Dans son intervention, cet enseignant à l’ISP Muhangi a souligné que ce qui crée souvent de la frustration, c’est le fait de voir certains étrangers être mieux considérés que les Congolais eux-mêmes, pourtant originaires du pays.
Selon l’orateur, ce traitement serait à la base des frustrations dans le chef de la population congolaise.
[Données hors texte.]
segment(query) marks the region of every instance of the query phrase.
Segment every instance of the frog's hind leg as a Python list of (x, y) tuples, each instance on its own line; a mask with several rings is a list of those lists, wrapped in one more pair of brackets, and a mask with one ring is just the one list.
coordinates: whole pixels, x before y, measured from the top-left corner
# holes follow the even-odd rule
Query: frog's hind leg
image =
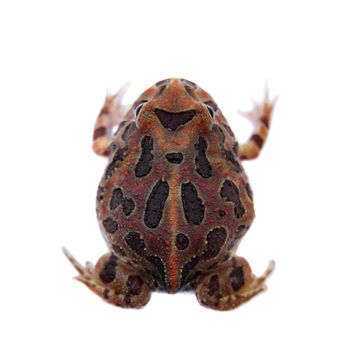
[(249, 140), (239, 147), (242, 160), (257, 158), (267, 139), (271, 124), (272, 112), (277, 98), (269, 99), (267, 89), (262, 103), (254, 102), (250, 112), (241, 112), (253, 124), (253, 133)]
[(212, 309), (232, 310), (264, 291), (265, 281), (273, 269), (274, 262), (271, 262), (261, 277), (255, 277), (244, 258), (233, 257), (198, 280), (197, 299)]
[(124, 308), (140, 308), (148, 303), (151, 288), (147, 276), (141, 276), (114, 254), (103, 255), (95, 267), (89, 262), (84, 267), (65, 248), (63, 252), (79, 272), (75, 278), (106, 302)]
[(92, 148), (99, 156), (109, 155), (113, 129), (124, 120), (129, 106), (124, 106), (121, 102), (128, 85), (128, 83), (125, 84), (115, 95), (107, 93), (103, 107), (97, 117)]

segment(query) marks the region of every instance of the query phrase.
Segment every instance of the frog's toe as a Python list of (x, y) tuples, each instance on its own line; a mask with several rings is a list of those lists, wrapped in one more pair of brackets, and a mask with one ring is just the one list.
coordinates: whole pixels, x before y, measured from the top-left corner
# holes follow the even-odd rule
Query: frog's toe
[(114, 254), (103, 255), (95, 267), (91, 263), (83, 267), (66, 249), (64, 254), (79, 272), (76, 279), (108, 303), (124, 308), (140, 308), (148, 303), (151, 288), (146, 283), (147, 277)]
[(216, 310), (232, 310), (266, 289), (265, 281), (274, 269), (271, 262), (261, 277), (255, 277), (248, 262), (233, 257), (224, 266), (204, 275), (196, 288), (200, 304)]

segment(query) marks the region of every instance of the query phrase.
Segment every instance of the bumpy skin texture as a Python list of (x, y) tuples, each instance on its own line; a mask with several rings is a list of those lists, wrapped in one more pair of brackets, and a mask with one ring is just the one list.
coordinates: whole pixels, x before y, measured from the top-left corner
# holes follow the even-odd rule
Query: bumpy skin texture
[(95, 269), (67, 253), (78, 279), (122, 307), (143, 306), (155, 289), (195, 290), (201, 304), (228, 310), (262, 291), (272, 266), (255, 278), (235, 252), (254, 219), (241, 159), (259, 154), (273, 104), (254, 112), (255, 133), (240, 148), (212, 97), (190, 81), (146, 90), (111, 142), (107, 102), (94, 149), (109, 155), (97, 217), (111, 253)]

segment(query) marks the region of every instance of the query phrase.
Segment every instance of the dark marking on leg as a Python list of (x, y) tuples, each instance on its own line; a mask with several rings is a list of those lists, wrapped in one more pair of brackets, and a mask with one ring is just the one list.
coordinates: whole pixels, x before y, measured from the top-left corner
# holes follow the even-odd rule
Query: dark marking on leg
[(181, 185), (181, 199), (187, 222), (199, 225), (204, 218), (205, 208), (192, 182)]
[(262, 146), (264, 144), (264, 140), (258, 134), (253, 134), (250, 137), (250, 140), (253, 141), (260, 149), (262, 148)]
[(175, 131), (180, 126), (188, 123), (196, 115), (195, 110), (176, 113), (168, 112), (163, 109), (155, 109), (154, 113), (164, 128), (172, 131)]
[(141, 156), (135, 167), (135, 175), (137, 177), (146, 176), (152, 169), (151, 161), (153, 159), (153, 139), (151, 136), (145, 136), (141, 141)]
[(185, 250), (188, 247), (189, 243), (190, 241), (188, 237), (183, 233), (178, 233), (176, 235), (175, 245), (178, 250)]
[(200, 258), (198, 256), (194, 256), (189, 260), (186, 264), (184, 264), (181, 271), (181, 282), (180, 287), (183, 287), (185, 284), (189, 282), (189, 274), (190, 272), (198, 265)]
[(108, 288), (105, 288), (103, 290), (103, 297), (107, 300), (109, 299), (109, 289)]
[(118, 223), (110, 217), (104, 219), (102, 225), (108, 233), (115, 233), (118, 230)]
[(227, 233), (223, 227), (216, 227), (207, 235), (207, 244), (204, 248), (202, 258), (204, 260), (215, 258), (225, 244)]
[(104, 136), (106, 134), (107, 134), (107, 128), (105, 128), (104, 126), (100, 126), (99, 128), (95, 129), (93, 140), (96, 140), (97, 138)]
[(117, 257), (111, 255), (109, 260), (105, 263), (103, 270), (100, 272), (99, 277), (103, 283), (111, 283), (116, 276)]
[(145, 255), (145, 241), (141, 238), (138, 232), (128, 232), (128, 234), (125, 236), (125, 242), (130, 249), (136, 252), (136, 254), (140, 256)]
[(204, 137), (199, 136), (198, 143), (196, 143), (194, 147), (197, 151), (195, 158), (197, 173), (204, 178), (211, 177), (213, 175), (213, 169), (206, 155), (206, 150), (208, 148), (207, 141)]
[(226, 131), (229, 133), (231, 137), (235, 137), (235, 134), (233, 133), (229, 125), (227, 124), (222, 124), (222, 125), (224, 126), (224, 128), (226, 129)]
[(112, 250), (117, 256), (126, 256), (126, 254), (125, 254), (124, 250), (122, 249), (122, 247), (120, 247), (117, 244), (112, 244)]
[(241, 166), (241, 163), (239, 162), (238, 158), (236, 158), (237, 152), (238, 152), (238, 143), (236, 142), (233, 145), (232, 151), (231, 150), (228, 151), (224, 146), (225, 134), (222, 131), (222, 129), (217, 124), (214, 124), (213, 131), (215, 131), (220, 138), (220, 149), (223, 156), (233, 165), (233, 169), (237, 173), (242, 172), (243, 168)]
[(144, 222), (149, 228), (156, 228), (163, 217), (165, 201), (169, 195), (169, 185), (159, 180), (153, 187), (146, 203)]
[(219, 291), (219, 288), (220, 288), (219, 276), (218, 275), (211, 276), (207, 286), (208, 295), (213, 296), (216, 292)]
[(240, 218), (244, 215), (245, 209), (240, 200), (238, 187), (232, 181), (225, 180), (220, 190), (220, 196), (226, 202), (234, 203), (234, 213), (236, 218)]
[(239, 152), (239, 144), (238, 142), (235, 142), (234, 145), (232, 146), (232, 152), (235, 156), (238, 156)]
[(120, 188), (115, 188), (112, 193), (112, 198), (109, 202), (109, 208), (111, 210), (117, 209), (117, 207), (122, 204), (124, 199), (123, 191)]
[(118, 135), (121, 130), (123, 129), (124, 125), (127, 123), (127, 120), (123, 120), (119, 125), (118, 125), (118, 129), (116, 130), (116, 132), (114, 133), (114, 136)]
[(250, 198), (250, 200), (253, 200), (253, 191), (252, 191), (252, 188), (250, 187), (249, 182), (246, 183), (245, 190), (247, 191), (247, 195)]
[(125, 129), (124, 132), (122, 134), (122, 140), (123, 141), (127, 141), (128, 138), (130, 137), (130, 135), (136, 130), (136, 123), (135, 122), (131, 122), (130, 124), (128, 124)]
[(156, 268), (152, 273), (153, 277), (157, 280), (160, 286), (166, 289), (165, 268), (162, 260), (156, 255), (147, 256), (146, 259)]
[(103, 200), (104, 192), (105, 192), (105, 189), (102, 186), (98, 186), (97, 195), (96, 195), (97, 203), (100, 203)]
[(244, 273), (242, 266), (234, 266), (230, 275), (231, 287), (236, 292), (244, 285)]
[(128, 147), (123, 147), (116, 150), (111, 162), (107, 166), (105, 178), (113, 175), (115, 168), (118, 168), (120, 166), (120, 162), (124, 160), (127, 151)]
[(222, 153), (225, 158), (233, 165), (233, 168), (237, 173), (243, 170), (239, 160), (236, 159), (232, 151), (228, 151), (227, 149), (222, 148)]
[(263, 116), (260, 118), (260, 121), (261, 121), (267, 128), (270, 127), (270, 117), (269, 117), (268, 115), (263, 115)]
[(127, 292), (124, 297), (126, 304), (131, 304), (131, 298), (140, 295), (142, 292), (143, 281), (139, 276), (129, 276), (126, 281)]
[(165, 155), (165, 158), (169, 163), (180, 164), (183, 161), (184, 156), (180, 152), (177, 152), (177, 153), (174, 152), (174, 153), (167, 153)]
[(214, 110), (214, 112), (216, 112), (219, 109), (218, 105), (214, 101), (209, 100), (209, 101), (205, 101), (204, 103), (210, 106)]

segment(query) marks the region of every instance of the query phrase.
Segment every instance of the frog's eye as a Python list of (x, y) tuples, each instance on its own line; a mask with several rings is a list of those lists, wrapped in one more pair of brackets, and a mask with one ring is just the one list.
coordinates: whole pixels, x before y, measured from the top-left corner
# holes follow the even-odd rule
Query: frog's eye
[(207, 106), (207, 110), (208, 110), (210, 116), (211, 116), (212, 118), (214, 118), (214, 115), (215, 115), (214, 109), (213, 109), (212, 107), (210, 107), (209, 105), (206, 105), (206, 106)]
[(141, 111), (141, 109), (142, 109), (142, 107), (146, 104), (146, 100), (144, 100), (144, 101), (140, 101), (139, 103), (138, 103), (138, 105), (136, 106), (136, 108), (135, 108), (135, 116), (137, 117), (139, 114), (140, 114), (140, 111)]

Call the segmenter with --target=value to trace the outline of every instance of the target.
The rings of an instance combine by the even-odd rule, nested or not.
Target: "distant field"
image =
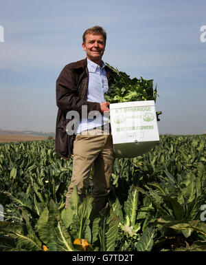
[[[0,142],[11,142],[21,141],[34,141],[46,140],[47,137],[38,136],[25,136],[17,134],[0,134]]]

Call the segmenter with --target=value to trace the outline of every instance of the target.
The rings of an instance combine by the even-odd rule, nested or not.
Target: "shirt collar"
[[[105,63],[103,61],[102,61],[102,68],[101,68],[101,70],[103,70],[103,68],[105,67]],[[87,67],[88,67],[88,70],[89,72],[95,72],[97,71],[97,69],[98,67],[99,67],[99,65],[98,65],[97,63],[93,62],[92,61],[89,60],[88,58],[87,58]]]

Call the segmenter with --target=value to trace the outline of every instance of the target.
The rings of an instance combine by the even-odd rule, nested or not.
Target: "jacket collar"
[[[73,65],[74,69],[87,68],[87,57],[84,59],[75,62],[74,65]],[[105,70],[106,71],[107,78],[108,78],[108,81],[110,81],[112,71],[107,65],[105,65]]]
[[[83,60],[78,61],[77,62],[74,63],[73,68],[74,69],[86,68],[87,65],[87,58],[85,58]]]

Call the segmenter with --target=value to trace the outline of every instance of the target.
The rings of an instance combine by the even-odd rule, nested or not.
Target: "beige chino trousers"
[[[95,212],[106,204],[111,186],[111,180],[114,163],[112,136],[105,134],[103,129],[94,129],[77,134],[73,142],[73,173],[67,193],[65,208],[69,203],[73,188],[77,186],[80,198],[89,187],[90,171],[93,167],[93,190],[91,196]]]

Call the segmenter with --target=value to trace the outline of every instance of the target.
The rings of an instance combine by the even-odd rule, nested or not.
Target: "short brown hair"
[[[88,28],[87,30],[85,30],[84,33],[82,36],[83,43],[85,43],[86,41],[86,35],[89,33],[93,33],[93,34],[101,34],[104,40],[104,44],[106,44],[106,31],[104,30],[103,28],[100,27],[99,25],[95,25],[94,27]]]

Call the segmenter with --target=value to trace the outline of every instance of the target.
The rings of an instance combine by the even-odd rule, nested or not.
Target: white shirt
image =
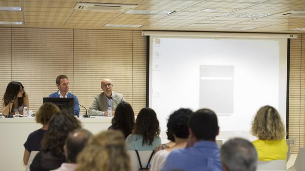
[[[166,158],[169,154],[169,152],[166,150],[161,150],[157,151],[151,162],[150,171],[160,171],[161,169],[164,166]]]
[[[60,98],[63,98],[63,96],[62,96],[61,94],[61,92],[60,92],[60,91],[58,91],[58,94],[59,94]],[[67,94],[68,94],[68,92],[67,92],[67,93],[65,94],[65,97],[64,97],[67,98]]]

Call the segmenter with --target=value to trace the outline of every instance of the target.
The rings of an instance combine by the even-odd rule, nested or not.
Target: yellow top
[[[256,140],[252,143],[253,144],[260,161],[271,161],[286,160],[288,146],[286,140]]]

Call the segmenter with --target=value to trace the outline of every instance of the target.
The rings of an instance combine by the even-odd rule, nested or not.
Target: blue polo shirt
[[[199,141],[190,147],[175,149],[167,157],[161,171],[221,171],[220,150],[209,141]]]

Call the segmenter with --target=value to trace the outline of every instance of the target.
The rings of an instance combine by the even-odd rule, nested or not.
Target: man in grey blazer
[[[122,94],[112,91],[113,86],[111,80],[102,80],[101,87],[104,92],[94,97],[94,100],[89,108],[89,115],[107,116],[109,106],[110,106],[112,109],[112,115],[114,115],[118,105],[125,99]]]

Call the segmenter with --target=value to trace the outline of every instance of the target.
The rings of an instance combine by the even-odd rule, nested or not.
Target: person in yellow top
[[[252,142],[259,160],[286,160],[288,147],[285,127],[275,109],[270,106],[261,108],[252,123],[251,132],[259,139]]]

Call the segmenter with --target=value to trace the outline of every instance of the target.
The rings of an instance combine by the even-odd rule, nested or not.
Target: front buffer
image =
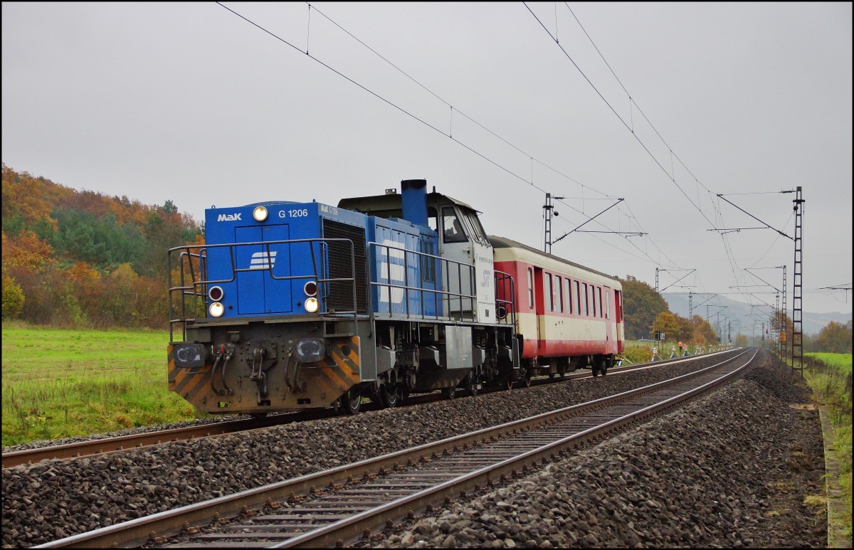
[[[169,390],[214,414],[331,406],[360,382],[360,337],[317,334],[263,322],[188,330],[195,337],[167,348]]]

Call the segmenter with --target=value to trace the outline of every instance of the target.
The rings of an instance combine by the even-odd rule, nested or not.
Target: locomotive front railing
[[[509,298],[508,298],[509,296]],[[516,326],[516,283],[513,276],[495,272],[495,318],[500,325]],[[509,321],[508,321],[509,316]]]
[[[326,265],[328,263],[329,245],[330,243],[339,243],[349,249],[349,271],[350,277],[325,277]],[[312,272],[300,275],[276,275],[273,273],[272,266],[257,267],[237,267],[237,249],[241,247],[261,247],[266,258],[271,256],[272,246],[293,245],[299,243],[307,243],[311,250],[311,269]],[[319,250],[315,249],[317,243]],[[225,249],[228,250],[228,266],[220,269],[228,273],[229,277],[216,279],[208,279],[208,267],[210,263],[209,252],[212,250]],[[178,255],[178,266],[173,266],[175,255]],[[342,316],[352,316],[354,321],[354,333],[356,333],[356,319],[359,313],[357,293],[356,293],[356,270],[355,270],[355,249],[353,241],[346,238],[310,238],[310,239],[290,239],[279,241],[260,241],[251,243],[226,243],[222,244],[204,244],[204,245],[184,245],[169,249],[168,268],[169,268],[169,340],[174,341],[175,325],[181,325],[183,338],[186,338],[186,324],[195,321],[199,318],[199,306],[203,309],[202,318],[208,319],[208,294],[211,286],[216,284],[226,284],[237,280],[237,273],[241,272],[268,272],[270,278],[274,280],[285,281],[294,279],[310,279],[317,282],[318,293],[321,295],[321,304],[323,311],[319,313],[329,313],[326,309],[326,302],[329,299],[329,284],[332,283],[349,284],[352,291],[352,307],[346,311],[336,310],[333,314]],[[173,270],[178,268],[178,273],[173,273]],[[179,278],[178,285],[173,284],[173,277]],[[324,290],[325,294],[321,293]],[[177,299],[176,295],[179,296]],[[190,306],[195,312],[194,315],[188,315],[188,297],[192,297],[193,303]],[[177,304],[176,304],[177,301]],[[243,316],[242,316],[243,317]],[[233,318],[227,318],[233,319]]]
« La nationalité est l’identité nationale, c’est-à-dire le rapport entre le citoyen et son Etat. Elle est accordée aux nationaux, c’est-à-dire gens que nous qualifions de nationaux, qui ont l’identité et qui se reconnaissent comme citoyens appartenant à cette communauté nationale. Du moment où les étrangers s’arrogent la nationalité congolaise, ça crée des frustrations au sein de la population, des citoyens qui se considèrent comme de véritables natifs et nationaux de cet Etat lorsqu’ils constatent que des étrangers peuvent avoir le statut de la nationalité qui est la leur», amorce-t-il.

Le CT KAMBALUME poursuit que l’erreur serait de juger tout un peuple à cause des actes de certains individus ou d’un gouvernement. Il plaide pour une bonne information de la population pour éviter ce genre de comportement.
«Si cette population est informée, elle comprendra qu’il faut faire la part des choses. Tout le monde ne peut pas être mauvais sur la terre. Certains étrangers sont bons, d’autres sont mauvais. La population ne doit pas recourir à la justice populaire… Donc, il faut une bonne éducation de cette population pour y arriver », conclut-il.
Signalons que cet échange scientifique s’est déroulé dans la salle Saint Luc des Facultés Africaines Bakitha en ville de Butembo.